Интересно, что Фрейд, так хорошо знавший то, что он называл великими произведениями великих классических авторов: Софокла, Вергилия, Шекспира, Мильтона, Гете, Гейне и других - не удосужился посвятить им достаточно глубокое исследование. Он задержал свое внимание только на Достоевском, о котором писал: "В качестве создателя произведений, воздействующих на воображение, он непосредственно следует за Шекспиром. "Братья Карамазовы" - самый значительный из когда-либо написанных романов, а эпизод с Великим Инквизитором - одна из наибольших удач мировой литературы, которую трудно переоценить". Но ему стоило больших трудов и колебаний довести до конца свое исследование "Достоевский и отцеубийство". После опубликования работы, он доверительно писал Теодору Рейку, критически проанализировавшему ее: "Вы правы, полагая, что я в действительности не люблю Достоевского, несмотря на все мое восхищение его силой и величием. Это потому, что все мое терпение по отношению к патологическим натурам истощено моими анализами. Я не переношу их ни в искусстве, ни в жизни. Это личное качество, которое, конечно, касается далеко не всех".
Вероятно, Фрейда стесняет слишком выраженное родство творчества русского писателя и других великих авторов с его собственными психоаналитическими исследованиями. Они в своей манере, прекрасной и потрясающей, высказали главное, и попытка Фрейда "перевести" их на язык психоанализа может показаться амбициозной и лишенной чувства меры. Если он и обращается к великим писателям и художникам, то лишь окольным путем, затрагивая какие-то "незначительные их стороны": это маленький Гете, бьющий посуду в детском воспоминании, Леонардо да Винчи, записавший один давний и, возможно, сомнительный образ, возникший в памяти, Шекспир, предлагающий вымысел о трех ларцах, Микеланджело, заставляющий держать великого Моисея таблицу свода законов и т.д. Если же он берется за более широкое и систематическое исследование, то оно касается относительно небольшого произведения мало известного автора - "Градивы" Йенсена.
Сам по себе фрейдовский метод обращения к произведению с его "незначительной стороны" имеет большое значение. Он заключает в скобки иерархию системы ценностей, в которую входит любая работа и которая тяжело давит на анализ, критику и прочтение. Реабилитируя "неважные" стороны, "отбросы", необычные черты, этот метод существенно увеличивает возможности и пути вхождения в текст, в мысль, в пластическое решение. Его действие можно сравнить с действием рычага: воздействуя на удачно выбранный край работы, он может - если метод достаточно крепок - сдвинуть и приподнять всю ее: так, маленький "завиток", обнаруженный Фрейдом в темной части Моисея Микеланджело, позволил ему описать полностью монументальную статую.

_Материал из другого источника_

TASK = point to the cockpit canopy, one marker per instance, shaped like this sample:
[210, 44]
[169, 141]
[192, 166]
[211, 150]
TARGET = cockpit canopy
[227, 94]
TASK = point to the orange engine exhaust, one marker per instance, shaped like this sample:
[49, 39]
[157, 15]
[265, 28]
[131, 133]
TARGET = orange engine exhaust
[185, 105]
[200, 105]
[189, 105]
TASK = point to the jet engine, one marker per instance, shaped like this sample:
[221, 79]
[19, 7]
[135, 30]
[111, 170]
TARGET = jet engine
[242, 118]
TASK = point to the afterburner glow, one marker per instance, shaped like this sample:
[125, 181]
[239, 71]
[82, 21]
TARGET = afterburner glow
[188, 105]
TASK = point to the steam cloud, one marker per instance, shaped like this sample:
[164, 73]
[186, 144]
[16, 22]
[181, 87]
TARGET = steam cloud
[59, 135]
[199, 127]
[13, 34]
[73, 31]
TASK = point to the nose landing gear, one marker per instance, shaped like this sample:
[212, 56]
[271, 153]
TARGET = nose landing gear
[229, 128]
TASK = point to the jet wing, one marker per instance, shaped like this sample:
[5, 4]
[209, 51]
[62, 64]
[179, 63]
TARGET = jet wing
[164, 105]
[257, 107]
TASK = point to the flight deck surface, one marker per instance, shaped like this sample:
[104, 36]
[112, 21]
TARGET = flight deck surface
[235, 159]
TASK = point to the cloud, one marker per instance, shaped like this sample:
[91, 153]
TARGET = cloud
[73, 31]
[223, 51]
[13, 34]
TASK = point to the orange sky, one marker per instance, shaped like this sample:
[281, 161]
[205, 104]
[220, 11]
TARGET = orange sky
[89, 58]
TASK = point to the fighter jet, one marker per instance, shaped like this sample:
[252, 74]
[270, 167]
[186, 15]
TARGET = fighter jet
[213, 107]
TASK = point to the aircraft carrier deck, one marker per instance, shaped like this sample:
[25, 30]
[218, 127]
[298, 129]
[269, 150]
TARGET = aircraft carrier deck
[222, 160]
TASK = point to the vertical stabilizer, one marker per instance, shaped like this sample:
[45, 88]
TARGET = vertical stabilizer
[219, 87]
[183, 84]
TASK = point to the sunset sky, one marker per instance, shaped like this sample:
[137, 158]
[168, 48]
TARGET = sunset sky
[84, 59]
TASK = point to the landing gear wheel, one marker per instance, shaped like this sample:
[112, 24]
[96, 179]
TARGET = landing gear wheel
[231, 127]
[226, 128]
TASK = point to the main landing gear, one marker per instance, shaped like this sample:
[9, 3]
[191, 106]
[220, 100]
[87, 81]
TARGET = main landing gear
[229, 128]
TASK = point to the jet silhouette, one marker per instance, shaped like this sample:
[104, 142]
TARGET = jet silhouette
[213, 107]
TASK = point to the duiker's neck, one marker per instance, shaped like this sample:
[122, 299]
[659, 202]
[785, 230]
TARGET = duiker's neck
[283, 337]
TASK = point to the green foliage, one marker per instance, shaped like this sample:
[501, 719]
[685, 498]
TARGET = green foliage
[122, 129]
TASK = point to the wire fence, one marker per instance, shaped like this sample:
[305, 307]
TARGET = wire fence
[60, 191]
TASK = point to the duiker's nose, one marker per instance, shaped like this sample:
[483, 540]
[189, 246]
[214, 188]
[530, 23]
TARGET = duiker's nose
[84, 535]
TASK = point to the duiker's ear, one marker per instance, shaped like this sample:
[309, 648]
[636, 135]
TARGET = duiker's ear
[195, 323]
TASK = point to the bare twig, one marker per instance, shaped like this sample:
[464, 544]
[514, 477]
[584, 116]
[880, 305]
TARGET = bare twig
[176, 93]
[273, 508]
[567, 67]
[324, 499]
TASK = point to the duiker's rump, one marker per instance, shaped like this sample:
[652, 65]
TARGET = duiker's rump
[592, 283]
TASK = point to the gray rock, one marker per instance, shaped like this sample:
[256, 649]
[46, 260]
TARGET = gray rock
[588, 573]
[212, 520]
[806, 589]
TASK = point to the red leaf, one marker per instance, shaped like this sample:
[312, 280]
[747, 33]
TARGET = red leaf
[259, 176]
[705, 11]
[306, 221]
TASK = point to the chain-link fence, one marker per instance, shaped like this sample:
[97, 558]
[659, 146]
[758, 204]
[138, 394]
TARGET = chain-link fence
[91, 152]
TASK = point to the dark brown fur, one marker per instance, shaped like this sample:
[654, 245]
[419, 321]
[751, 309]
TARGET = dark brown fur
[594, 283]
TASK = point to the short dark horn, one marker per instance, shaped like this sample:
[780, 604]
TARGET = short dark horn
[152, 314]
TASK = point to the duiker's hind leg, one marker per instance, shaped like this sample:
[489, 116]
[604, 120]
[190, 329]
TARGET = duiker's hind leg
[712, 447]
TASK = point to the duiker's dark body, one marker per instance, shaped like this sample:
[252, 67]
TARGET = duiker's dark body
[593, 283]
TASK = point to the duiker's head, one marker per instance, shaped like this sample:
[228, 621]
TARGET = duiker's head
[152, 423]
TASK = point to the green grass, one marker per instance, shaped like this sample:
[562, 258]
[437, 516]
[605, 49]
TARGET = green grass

"Основы", которых достигает Фрейд, придают анализу неповторимые черты. Он редко не использует повод ввести в свои исследования явные или скрытые элементы личного. Битье посуды Гете объясняется смертью младшего брата, Германа-Якова, которая вызывает воспоминание о смерти собственного брата Фрейда - Юлиуса, тем более, что эти смерти находятся под единым знаком любящей матери. Тревожащая близость Гофмана пробуждает в памяти странное итальянское приключение. Описывая "Моисея...", тесно переплетающегося с его любовью к Риму, Фрейд чувствует себя ничтожной "швалью". Шекспировская тема трех ларцов, ведущая к теме Матери и Смерти, не может не связаться с детским воспоминанием Фрейда, о котором он рассказывает в "Психопатологии обыденной жизни", и где речь идет о матери, заключенной в сундук, и т.д. Быть может, здесь имеет место продолжение самоанализа другими словами, и личность Фрейда стремится познать и выразить себя через преломление в других исследованиях?
С введением принципов и концепций психоанализа возникает один из факторов, который конкурирует с ненадежностью "основ" и исследуемого психологического "содержания". То выразительное, что представляют тексты и картины, оказывается пересеченным воображаемыми линиями, фантастическими связями, пронизанным образами и формами, которые возникают на разных уровнях и перемещаются в совершенно другие плоскости, так что можно сказать, что взорванные "основы" представляют собой непрерывное движение, циркуляцию форм и образов. Достаточно было назвать грифа из сна Леонардо "Мут" и позволить ему обрести лицо египетской богини, чтобы пришла в движение вся бесконечная серия форм, пустившаяся в мифологическое кругосветное путешествие с многочисленными остановками.
Вот почему, ускользая от Фрейда, но всегда присутствуя в его трудах, утверждает себя неукротимая сила формы, начинает кружиться в хороводе вереница образов, картин, символов, множащихся все шире и не обращающих внимания на "границы", обозначенные Фрейдом, во всех изобразительных областях: в литературных и обычных текстах, картинах, графических работах, фильмах и т. д. - обеспечивая обильное наследие фрейдовской жажде познания.